What I'm a bit confused about is: is there ever a valid reason to CREATE a second, or third, fourth, etc., adjustment layer in the Project Panel? (Besides for some reason needing a new adjustment layer with different initial settings - resolution, frame rate, etc?) It seems to me that if all my sequences in a project are using the same settings, then I really would only ever need to create one adjustment layer in the whole project. And I could drag it into sequences over and over again. Yes? No?
Here's my reasoning: With any regular video clip, it only needs to be imported into the project panel once. It can of course be included in several timelines... each time it's just an instance of the same clip. And, different effects and trims can be applied to different instances without affecting the "master clip" (unless you use master clip effects intentionally... not what I'm talking about here).
So... isn't it the same with adjustment layers? I only need one, right? I can drag that layer into as many timelines as I like... shorten it in one timeline, lengthen it in another... apply Lumetri to it in one timeline, apply Motion effects in another... etc. Is this correct thinking? Or am I missing something?
I'm only asking for clarification because every tutorial on adjustment layers starts with "Step 1: create a new adjustment layer"... I'm thinking why? Why can't I just drag in the one I already have in the project panel? Is there really ever a need to have multiple adjustment layers in the project panel? Not in a timeline... of course you may need several in a timeline... but they all could just be new instances of the same AL, right?
The only reason I can think of right now to create an actual new AL in the project is if for some reason it needs a different frame rate or resolution.
But I'm the beginner here, so I'm just looking for some clarity from someone who actually knows what they're doing. Thanks. 🙂
Pretty much your assumptions are correct. Premiere stores all data of things done to clips within the Sequence data in the project file. And does the same for ALs. So ... if you've different size sequences for frame-size you need one for each sized sequence. Other than that, you only need one per frame-size.
It's probably useful to know the genesis of adjustment layer is from photoshop, which acts on only one picture ( aka frame ? ). You can adjust many things using the adjustment layer like a 'trial'... see what it does and adjust it, delete it, whatever.
To apply that 'layer' to clips is a bit tricky in programming terms, but the principle is the same.
There is ( I've noticed over the years here ) an over reliance on adjustment layers because it makes things faster and it's not baking in an effect or adjustment ( although that can also be turned off or deleted for a clip)
Plus you can span many clips ( similar to paste attributes but only that particular adjustment).
In my opinion it is over design ( attempt to make things easy and fast and so on ).
Many people have problems with some things not liking adjustment layers that also have other things adjusted ( on clip level, like color correction or other stuff ).
Just cause it's there as an option doesn't mean it's the best practice. In my opinion it is stupid to use them for video.
( people aren't stupid for using them, I would be stupid to use them myself ).

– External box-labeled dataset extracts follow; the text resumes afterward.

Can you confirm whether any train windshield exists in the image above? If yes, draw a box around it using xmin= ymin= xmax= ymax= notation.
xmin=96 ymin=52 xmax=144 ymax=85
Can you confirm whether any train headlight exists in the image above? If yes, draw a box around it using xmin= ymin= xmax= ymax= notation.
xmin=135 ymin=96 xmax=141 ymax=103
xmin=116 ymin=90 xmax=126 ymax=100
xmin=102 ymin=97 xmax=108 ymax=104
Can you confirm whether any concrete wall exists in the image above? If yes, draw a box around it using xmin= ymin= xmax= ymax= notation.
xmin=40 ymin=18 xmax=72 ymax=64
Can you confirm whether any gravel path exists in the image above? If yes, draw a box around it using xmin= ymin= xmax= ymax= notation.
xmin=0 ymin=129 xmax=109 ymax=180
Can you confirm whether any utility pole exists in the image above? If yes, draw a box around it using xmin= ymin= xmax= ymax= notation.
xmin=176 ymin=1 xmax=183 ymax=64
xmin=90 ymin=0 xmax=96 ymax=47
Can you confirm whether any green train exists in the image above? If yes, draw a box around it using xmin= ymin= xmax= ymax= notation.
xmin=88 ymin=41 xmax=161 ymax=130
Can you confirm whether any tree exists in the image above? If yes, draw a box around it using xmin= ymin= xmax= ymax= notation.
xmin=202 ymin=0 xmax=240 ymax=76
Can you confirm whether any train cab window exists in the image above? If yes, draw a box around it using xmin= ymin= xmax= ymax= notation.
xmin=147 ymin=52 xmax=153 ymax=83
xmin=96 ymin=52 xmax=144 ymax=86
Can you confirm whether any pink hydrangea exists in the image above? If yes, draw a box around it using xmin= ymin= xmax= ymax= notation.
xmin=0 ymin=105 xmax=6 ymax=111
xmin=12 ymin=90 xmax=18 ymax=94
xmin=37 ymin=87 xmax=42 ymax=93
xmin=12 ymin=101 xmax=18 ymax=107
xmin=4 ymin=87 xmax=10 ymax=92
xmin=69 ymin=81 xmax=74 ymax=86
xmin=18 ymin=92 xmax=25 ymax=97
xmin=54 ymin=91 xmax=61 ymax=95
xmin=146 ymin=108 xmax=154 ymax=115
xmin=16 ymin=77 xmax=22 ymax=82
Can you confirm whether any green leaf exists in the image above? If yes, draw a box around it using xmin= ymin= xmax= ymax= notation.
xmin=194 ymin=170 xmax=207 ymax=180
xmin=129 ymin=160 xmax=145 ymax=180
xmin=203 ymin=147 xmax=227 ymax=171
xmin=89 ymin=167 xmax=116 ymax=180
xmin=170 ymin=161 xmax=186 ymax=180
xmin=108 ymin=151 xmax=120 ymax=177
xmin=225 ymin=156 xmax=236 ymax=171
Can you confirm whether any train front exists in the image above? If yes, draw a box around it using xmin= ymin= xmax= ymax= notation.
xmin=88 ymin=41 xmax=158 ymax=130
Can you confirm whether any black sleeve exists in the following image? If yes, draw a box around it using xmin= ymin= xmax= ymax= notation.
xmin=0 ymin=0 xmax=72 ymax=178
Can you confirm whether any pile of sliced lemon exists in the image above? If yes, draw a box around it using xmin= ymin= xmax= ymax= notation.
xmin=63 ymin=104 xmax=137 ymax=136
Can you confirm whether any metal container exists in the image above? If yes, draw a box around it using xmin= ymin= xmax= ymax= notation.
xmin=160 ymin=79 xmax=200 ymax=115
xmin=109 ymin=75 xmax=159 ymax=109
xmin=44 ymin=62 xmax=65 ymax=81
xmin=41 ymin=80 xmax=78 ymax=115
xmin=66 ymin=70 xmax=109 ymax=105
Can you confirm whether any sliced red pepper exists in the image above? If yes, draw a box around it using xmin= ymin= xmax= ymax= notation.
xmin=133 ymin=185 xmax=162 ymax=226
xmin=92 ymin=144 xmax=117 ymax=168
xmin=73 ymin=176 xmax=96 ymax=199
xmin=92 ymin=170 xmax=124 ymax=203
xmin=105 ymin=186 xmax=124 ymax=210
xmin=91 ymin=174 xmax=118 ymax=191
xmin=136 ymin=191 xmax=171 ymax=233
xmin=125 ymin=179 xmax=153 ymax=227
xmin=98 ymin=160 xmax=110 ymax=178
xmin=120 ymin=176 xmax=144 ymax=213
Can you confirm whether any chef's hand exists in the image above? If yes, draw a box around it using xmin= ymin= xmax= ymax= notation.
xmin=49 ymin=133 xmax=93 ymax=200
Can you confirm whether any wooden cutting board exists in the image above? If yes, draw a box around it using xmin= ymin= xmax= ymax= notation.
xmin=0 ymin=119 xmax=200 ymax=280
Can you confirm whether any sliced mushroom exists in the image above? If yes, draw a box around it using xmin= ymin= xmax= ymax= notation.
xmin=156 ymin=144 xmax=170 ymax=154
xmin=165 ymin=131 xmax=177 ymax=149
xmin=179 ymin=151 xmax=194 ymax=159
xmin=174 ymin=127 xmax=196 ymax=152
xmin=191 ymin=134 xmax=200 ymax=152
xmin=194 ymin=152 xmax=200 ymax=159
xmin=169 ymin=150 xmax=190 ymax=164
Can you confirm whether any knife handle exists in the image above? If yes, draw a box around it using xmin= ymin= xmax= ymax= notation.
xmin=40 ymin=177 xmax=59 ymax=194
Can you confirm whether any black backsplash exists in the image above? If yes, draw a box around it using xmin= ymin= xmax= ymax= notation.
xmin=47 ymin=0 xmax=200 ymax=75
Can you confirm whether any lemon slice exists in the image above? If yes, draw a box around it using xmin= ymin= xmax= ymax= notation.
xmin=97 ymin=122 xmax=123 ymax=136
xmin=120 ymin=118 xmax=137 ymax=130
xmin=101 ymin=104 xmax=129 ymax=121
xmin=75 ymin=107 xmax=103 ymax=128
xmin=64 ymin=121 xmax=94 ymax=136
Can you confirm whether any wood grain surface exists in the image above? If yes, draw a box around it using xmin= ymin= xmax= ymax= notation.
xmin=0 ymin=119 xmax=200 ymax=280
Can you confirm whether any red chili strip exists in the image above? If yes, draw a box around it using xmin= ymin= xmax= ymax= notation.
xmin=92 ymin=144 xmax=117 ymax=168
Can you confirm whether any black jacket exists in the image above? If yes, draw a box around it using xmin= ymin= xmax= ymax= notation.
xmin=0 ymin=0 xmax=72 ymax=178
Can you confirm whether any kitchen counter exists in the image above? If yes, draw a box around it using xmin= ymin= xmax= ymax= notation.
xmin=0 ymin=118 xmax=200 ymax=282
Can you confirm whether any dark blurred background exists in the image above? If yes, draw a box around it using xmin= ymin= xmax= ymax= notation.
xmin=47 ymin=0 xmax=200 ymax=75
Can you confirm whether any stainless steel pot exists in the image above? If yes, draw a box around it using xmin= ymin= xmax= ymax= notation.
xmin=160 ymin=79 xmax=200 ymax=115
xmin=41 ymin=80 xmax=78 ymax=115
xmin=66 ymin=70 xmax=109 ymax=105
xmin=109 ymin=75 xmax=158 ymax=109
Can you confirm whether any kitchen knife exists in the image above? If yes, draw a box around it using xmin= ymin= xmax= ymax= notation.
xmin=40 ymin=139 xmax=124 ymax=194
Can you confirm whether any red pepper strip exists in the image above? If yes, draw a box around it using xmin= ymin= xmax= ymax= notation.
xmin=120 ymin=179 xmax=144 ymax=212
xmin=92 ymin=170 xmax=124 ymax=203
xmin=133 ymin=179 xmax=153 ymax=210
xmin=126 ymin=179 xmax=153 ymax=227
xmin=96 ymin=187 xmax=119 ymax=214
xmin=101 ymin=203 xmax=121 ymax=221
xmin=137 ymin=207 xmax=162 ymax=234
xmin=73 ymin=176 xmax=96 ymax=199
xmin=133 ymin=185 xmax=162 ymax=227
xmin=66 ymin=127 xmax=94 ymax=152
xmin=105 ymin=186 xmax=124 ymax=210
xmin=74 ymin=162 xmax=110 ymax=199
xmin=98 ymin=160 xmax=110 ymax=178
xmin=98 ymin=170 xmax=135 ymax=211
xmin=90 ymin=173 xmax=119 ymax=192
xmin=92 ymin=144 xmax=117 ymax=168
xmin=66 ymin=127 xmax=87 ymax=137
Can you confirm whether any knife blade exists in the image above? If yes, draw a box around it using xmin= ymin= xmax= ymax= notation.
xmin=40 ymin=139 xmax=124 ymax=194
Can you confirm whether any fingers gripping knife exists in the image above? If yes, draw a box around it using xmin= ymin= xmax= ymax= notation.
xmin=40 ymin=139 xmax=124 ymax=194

Thanks to both of you... so I'm not crazy. I definitely don't need to "create a new adjustment layer" every time I may want to use one.
And, although I can think of valid uses for them, I do agree that they're not as useful as some tutorialists claim. "Don't apply effects to the clip... put them on an AL instead. So you don't actually change the clip." Uh, what? Nothing I do to a clip in the timeline is destructive anyway. ??? It can all be turned on or off at any time. That logic has never made sense to me, but lots of YouTube teachers say it. Using ALs to add effects to only one clip just clutters the timeline, in my opinion. Also, it would potentially complicate things by affecting all the tracks underneath... if you only want to affect the one track, just put the effects straight on that clip, duh. 🙂
Near as I can tell, ALs are really only useful in situations where you want to, in one motion, affect multiple clips the same way. Either several clips stacked on each other, or several clips strung consecutively. There is a lot of overlap in function with nesting, which I love and use all the time. But they're not exactly the same. This is the best I've figured out so far, but again... I'm the beginner here. So what do I know?
I'd say you know more than enough. You just passed Beginner status with flying colors!
There are a number of good uses of ALs. For such things as putting effects across several clips with one control setting, of course. But there are times that stacking so many layers of say color work on a clip is best done breaking things up with ALs also.
Jamming them on top of clips for everything, yea, that's stupid. But not using them when they improve the workflow ... less than optimal.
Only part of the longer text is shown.